Table 2 reports expected values of UA and ECE computed over six folds (UA near one and ECE near zero is favorable). The lowest ECE belongs to MCD+entropy BO, which shows that this model is calibrated better than the other methods (ECE shows how much a specific model could produce calibrated predictions). Also, the UA of our method is higher than other methods revealing our model’s ability to assign low PE to correct predictions and high PE to incorrect ones.

All four Bayesian methods have been compared in Table 3. Similar to Fig. 1, the expected correct and incorrect predictions (\(\mu _1\) and \(\mu _2\)) and their distance (Dist) have been computed.
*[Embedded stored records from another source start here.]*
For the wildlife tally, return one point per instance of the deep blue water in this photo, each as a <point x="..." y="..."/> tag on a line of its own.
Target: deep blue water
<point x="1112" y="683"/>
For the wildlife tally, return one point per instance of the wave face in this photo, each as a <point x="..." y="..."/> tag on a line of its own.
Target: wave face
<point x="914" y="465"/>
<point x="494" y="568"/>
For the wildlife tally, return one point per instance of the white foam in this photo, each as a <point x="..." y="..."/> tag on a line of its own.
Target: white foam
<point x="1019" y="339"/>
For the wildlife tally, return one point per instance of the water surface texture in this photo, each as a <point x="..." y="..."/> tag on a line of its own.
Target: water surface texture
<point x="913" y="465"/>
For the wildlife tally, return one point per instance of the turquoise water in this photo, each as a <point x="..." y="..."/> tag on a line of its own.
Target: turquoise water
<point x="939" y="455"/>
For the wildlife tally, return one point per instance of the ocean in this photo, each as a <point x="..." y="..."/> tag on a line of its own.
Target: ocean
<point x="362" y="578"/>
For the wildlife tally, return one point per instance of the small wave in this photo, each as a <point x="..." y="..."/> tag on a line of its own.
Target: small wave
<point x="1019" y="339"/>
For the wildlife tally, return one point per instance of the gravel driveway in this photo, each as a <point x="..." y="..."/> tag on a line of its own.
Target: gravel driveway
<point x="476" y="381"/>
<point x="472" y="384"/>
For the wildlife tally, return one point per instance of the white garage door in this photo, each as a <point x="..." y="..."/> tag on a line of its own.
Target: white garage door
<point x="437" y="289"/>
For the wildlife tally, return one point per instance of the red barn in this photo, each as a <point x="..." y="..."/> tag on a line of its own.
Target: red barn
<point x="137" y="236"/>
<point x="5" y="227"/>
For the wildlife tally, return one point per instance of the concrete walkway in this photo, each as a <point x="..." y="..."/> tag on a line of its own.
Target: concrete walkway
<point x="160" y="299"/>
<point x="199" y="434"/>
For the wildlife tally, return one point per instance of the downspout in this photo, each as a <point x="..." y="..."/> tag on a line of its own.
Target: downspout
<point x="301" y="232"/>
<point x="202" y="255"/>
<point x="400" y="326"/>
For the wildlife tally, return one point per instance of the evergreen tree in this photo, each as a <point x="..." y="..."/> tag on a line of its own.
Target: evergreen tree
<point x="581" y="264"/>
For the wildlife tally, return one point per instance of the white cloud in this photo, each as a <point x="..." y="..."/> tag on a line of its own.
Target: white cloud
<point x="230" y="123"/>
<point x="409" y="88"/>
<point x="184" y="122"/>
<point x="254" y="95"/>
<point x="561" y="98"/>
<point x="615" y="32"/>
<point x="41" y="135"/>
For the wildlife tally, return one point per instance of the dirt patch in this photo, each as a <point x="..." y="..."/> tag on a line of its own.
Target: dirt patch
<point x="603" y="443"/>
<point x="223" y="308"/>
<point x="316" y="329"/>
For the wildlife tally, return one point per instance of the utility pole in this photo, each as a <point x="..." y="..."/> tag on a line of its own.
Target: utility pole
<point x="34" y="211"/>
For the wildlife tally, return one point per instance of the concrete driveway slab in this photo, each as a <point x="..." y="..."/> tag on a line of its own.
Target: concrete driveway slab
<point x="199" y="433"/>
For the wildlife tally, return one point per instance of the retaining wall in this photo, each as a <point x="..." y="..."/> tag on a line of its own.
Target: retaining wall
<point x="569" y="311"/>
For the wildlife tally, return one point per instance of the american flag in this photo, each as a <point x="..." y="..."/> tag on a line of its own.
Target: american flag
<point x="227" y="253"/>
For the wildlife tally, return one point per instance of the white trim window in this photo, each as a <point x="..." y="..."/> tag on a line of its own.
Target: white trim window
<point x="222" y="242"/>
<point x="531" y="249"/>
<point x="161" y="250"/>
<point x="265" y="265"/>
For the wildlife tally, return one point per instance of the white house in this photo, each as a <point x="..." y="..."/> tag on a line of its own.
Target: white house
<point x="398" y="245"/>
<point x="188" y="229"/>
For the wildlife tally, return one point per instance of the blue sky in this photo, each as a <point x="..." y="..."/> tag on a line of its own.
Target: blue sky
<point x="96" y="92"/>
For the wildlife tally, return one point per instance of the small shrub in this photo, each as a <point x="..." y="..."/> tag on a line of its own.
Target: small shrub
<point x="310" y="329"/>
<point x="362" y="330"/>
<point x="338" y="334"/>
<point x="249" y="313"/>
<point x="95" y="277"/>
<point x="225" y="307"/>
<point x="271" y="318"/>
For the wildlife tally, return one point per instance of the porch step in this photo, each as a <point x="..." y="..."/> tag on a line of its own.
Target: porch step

Large Dist values for a model show its ability to distinguish between correct and incorrect distributions. As can be seen in Table 3, our proposed method has achieved higher Dist values demonstrating its superiority over the other three methods.

5 Conclusion

In this paper, we improved the uncertainty quantification performance of MCD method by proposing a novel approach for automatic optimization of deep model hyper-parameters. The proposed approach was compared against three other Bayesian algorithms, namely, the MCD, the Ensemble Bayesian networks, and the MCD+entropy method for quantifying uncertainty associated with the skin cancer dataset. Experiments on the MNIST HAM10000 dataset showed that MCD+entropy BO method outperforms its rivals by offering reliable uncertainty without sacrificing the classification accuracy achieving 85.65±0.18 prediction accuracy, 83.03±0.25 uncertainty accuracy, and 1.93±0.3 expected calibration error outperforming vanilla MCD and MCD with a loss enhanced based on predicted entropy. Uncertainty quantification is of paramount importance for making trustworthy decisions under uncertainty in critical tasks of biomedical engineering. For the future works, we will use different heuristic optimization algorithms such as Whale and Grey Wolf to find out whether they can improve our proposed method.